Thursday, June 29, 2006

[Millennium Villages] Innovative Villages Seek to Ease Poverty in Africa

from The Voice Of America

By Cathy Majtenyi
Nairobi

Sauri, in western Kenya, is one of a dozen so-called Millennium Villages set up across the continent by American and African development experts and funded by governments and private donors. Local committees within the experimental villages are designed to boost food production, improve health, water and education access as part of an effort to help communities meet the Millennium Development Goals of the United Nations.

Sauri resident Edward Oyier looks with pride at the stone structure surrounding a pipe out of which clean water flows.

He recalls how, more than a year ago, there were only five water points to serve 5,200 people in the area, and that people often drank dirty water and became sick.

About six months ago, the United Nations' Millennium Project supplied Sauri residents with cement, sand, and technical assistance. The community picked sites for building and hired workers, paying them with food.

Now, says Oyier, there are 15 water points in Sauri where people can get clean drinking water. He describes to VOA the difference that these water points have made.

"We are sure of that water, and we can draw it very conveniently because it is near to the people," said Oyier. "The distance that they come maybe [is] 10, five minutes, somebody has drawn the water and goes home. So time consumed is almost zero. But without this, people walk distances, many kilometers, going to fetch water. That is tiresome."

Down the road from the water point, Mama Tekla is spreading out peas on mats to dry in the sun. On her two-acre farm, the 72-year-old grows maize, peas, beans and other crops as well as raises chickens and cows.

She has been farming here since 1953. Her farm's performance was boosted over the past year by initiatives from the project.

The grandmother says that, ever since she made use of farming techniques from the Millennium Project, she and her family are now able to sell food and use funds to expand the farm.

Before the Millennium Project came in, says Mama Tekla, their harvests were not so good. She says that, from one acre of land, they could get two or three bags of maize. Now, she says, they are almost 20 bags per acre.

Sauri and the other Millennium Villages are the brainchild of American economist Jeffrey Sachs, who heads the United Nations' Millennium Project.

Sachs argues that countries aiming to meet the United Nations' eight millennium development goals need to start at the village level. In Sauri and other Millennium Villages, local committees set up and run projects in the areas of health, agriculture, water and sanitation, education, roads and communications, business, environment, and energy.

The eight Millennium Development Goals seek to reduce poverty, illiteracy, disease and food insecurity by 2015.

The projects are meant to be integrated local communities. For instance, Mama Tekla and other farmers donate 10 percent of their harvests to three primary schools in Sauri, which provide hot lunches to the students. The food, in turn, has boosted educational performance to the point where Bar Sauri Primary School's exam results rose from 108th to second in the district.

Patrick Mutuo is Sauri's project coordinator for the project. He describes to VOA some of Sauri's major achievements in the past year.

"The community themselves have become organized and now they are [more] focused than they were before. They are able now to sit down, analyze a problem, write a proposal. This community now has [more] sufficient food than they have ever had," he said. "School enrollment has increased. We are seeing a reduction in malaria because we have had the bed nets and we have now prompt treatment - the medicine is available. Malaria has reduced by almost a half. People have already started businesses."
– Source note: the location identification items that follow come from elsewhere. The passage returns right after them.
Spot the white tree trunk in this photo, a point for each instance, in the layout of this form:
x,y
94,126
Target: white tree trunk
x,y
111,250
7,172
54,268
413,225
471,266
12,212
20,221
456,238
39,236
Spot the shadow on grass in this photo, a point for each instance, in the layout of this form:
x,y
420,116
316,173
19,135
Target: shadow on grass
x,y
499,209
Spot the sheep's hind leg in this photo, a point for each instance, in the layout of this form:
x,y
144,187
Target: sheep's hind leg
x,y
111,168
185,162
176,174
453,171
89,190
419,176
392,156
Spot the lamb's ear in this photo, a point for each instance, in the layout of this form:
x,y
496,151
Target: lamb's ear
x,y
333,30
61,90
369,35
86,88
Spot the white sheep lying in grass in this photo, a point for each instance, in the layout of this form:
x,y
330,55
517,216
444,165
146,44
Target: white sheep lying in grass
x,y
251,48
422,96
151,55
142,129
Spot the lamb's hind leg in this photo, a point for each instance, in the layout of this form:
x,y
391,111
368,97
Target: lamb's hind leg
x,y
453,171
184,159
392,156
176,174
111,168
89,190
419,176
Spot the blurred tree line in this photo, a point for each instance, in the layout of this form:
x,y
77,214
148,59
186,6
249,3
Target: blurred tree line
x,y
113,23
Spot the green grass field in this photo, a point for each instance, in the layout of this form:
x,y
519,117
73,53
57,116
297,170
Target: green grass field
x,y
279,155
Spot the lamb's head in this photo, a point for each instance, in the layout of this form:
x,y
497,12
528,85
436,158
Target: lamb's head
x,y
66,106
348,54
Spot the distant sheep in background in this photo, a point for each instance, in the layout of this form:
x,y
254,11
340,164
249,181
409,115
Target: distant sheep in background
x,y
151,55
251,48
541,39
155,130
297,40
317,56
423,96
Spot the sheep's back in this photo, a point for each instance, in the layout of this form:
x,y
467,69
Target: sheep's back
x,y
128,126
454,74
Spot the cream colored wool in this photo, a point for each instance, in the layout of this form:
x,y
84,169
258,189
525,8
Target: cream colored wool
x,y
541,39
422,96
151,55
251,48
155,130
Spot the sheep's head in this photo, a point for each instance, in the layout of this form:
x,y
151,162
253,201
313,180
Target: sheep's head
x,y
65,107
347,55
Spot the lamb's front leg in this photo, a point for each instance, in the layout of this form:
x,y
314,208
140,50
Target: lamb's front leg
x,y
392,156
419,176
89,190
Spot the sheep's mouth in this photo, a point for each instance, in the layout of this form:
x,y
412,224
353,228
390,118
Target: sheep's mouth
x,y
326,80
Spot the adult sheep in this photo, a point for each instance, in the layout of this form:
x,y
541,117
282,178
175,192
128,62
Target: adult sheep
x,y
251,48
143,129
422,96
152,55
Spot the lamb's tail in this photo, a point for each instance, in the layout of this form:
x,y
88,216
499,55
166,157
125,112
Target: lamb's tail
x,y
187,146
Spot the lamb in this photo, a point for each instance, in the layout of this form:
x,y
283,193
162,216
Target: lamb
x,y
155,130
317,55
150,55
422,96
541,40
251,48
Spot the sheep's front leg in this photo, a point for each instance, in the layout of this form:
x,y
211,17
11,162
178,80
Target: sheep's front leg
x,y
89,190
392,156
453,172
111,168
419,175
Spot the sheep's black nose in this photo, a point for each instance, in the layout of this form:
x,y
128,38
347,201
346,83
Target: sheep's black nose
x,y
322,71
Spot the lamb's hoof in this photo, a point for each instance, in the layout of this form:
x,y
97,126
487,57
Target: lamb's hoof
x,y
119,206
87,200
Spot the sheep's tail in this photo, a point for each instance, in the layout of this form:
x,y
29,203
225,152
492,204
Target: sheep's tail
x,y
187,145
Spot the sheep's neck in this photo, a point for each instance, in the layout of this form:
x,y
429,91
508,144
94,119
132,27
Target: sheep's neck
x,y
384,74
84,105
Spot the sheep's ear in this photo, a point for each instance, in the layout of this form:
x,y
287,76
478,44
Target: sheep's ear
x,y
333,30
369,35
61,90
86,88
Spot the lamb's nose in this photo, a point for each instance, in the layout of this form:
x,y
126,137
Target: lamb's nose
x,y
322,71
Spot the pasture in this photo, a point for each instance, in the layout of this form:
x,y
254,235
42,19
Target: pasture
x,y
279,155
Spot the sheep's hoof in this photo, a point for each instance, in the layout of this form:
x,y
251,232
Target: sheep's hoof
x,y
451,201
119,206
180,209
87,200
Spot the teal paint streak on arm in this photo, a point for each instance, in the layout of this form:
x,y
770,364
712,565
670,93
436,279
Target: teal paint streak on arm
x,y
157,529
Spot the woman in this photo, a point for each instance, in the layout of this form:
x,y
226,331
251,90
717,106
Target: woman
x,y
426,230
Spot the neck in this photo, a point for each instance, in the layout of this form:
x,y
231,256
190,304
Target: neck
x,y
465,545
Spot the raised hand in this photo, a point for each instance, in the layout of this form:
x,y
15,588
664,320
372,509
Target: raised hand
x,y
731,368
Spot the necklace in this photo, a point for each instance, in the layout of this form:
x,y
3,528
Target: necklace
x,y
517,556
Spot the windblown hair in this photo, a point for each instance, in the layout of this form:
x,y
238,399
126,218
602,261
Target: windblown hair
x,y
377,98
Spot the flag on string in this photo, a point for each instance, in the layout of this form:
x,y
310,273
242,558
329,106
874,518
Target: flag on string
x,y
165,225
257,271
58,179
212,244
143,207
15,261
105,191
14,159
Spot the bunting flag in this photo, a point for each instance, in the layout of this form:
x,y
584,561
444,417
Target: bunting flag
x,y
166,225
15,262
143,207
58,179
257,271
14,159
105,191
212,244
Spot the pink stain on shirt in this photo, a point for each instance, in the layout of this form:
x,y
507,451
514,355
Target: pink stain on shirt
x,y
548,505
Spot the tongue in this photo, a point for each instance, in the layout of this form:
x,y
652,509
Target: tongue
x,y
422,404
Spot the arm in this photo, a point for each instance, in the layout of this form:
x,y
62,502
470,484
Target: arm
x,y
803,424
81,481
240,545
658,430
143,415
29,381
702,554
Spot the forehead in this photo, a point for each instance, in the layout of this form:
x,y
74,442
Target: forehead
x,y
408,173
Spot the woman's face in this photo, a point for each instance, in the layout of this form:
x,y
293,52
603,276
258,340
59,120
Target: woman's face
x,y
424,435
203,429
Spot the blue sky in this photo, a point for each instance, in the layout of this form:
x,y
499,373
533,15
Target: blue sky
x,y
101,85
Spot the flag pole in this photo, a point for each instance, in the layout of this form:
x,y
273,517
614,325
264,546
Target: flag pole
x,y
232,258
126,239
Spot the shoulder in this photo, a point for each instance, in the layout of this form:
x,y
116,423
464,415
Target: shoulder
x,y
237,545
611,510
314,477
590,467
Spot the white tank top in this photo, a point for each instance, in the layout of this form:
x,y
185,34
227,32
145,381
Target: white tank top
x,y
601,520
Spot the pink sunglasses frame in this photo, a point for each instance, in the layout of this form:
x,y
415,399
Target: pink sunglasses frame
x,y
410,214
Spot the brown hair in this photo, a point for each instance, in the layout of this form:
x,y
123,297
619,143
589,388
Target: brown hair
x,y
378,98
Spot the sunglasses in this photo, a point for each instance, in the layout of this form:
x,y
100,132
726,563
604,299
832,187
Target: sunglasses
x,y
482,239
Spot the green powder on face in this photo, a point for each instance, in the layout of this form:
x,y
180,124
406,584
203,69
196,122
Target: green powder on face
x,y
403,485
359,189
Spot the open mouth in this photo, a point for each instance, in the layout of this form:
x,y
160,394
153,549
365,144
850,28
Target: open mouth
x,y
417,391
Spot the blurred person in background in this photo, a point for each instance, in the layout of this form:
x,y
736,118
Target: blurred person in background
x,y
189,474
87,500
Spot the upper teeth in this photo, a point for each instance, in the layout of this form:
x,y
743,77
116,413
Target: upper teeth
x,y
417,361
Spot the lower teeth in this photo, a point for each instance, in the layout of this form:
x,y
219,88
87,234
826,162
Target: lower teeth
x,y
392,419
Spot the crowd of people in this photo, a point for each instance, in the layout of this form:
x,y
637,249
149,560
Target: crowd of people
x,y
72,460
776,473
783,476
The Millennium Villages is a joint activity of the United Nations' Millennium Project, the United Nations' Development Program, and the Earth Institute at Columbia University. The World Agroforestry Center is also involved.

Governments, business, and philanthropists worldwide provide funding for the initiative. Each village on average receives about $300,000 per year for five years.

In the case of Sauri, that works out to about $110 per person per year. About half of that is paid for by donors, while the rest is contributed by the Kenyan government, mainly in the form of salaries for extension workers, corporate giving, and from community members themselves.

Millennium Project communications officer Mattias Johansson says the program is part of a larger global effort to combat poverty.

"This is not a stand-alone project like a test tube or a hothouse in the middle of nowhere. This is very much connected to a national and a global discussion on development," stressed Johansson. "On a national level we have an on-going cooperation with the government in order to revise the national poverty and development strategies, to be more in alignment with the Millennium Development Goals. This is actually a part of that plan to eradicate poverty in the world. This is holistic approach to attack poverty from all angles at once."

Eleven other villages have been, or are in the process of being, set up in Ethiopia, Ghana, Mali, Nigeria, Rwanda, Senegal, Tanzania, and Uganda.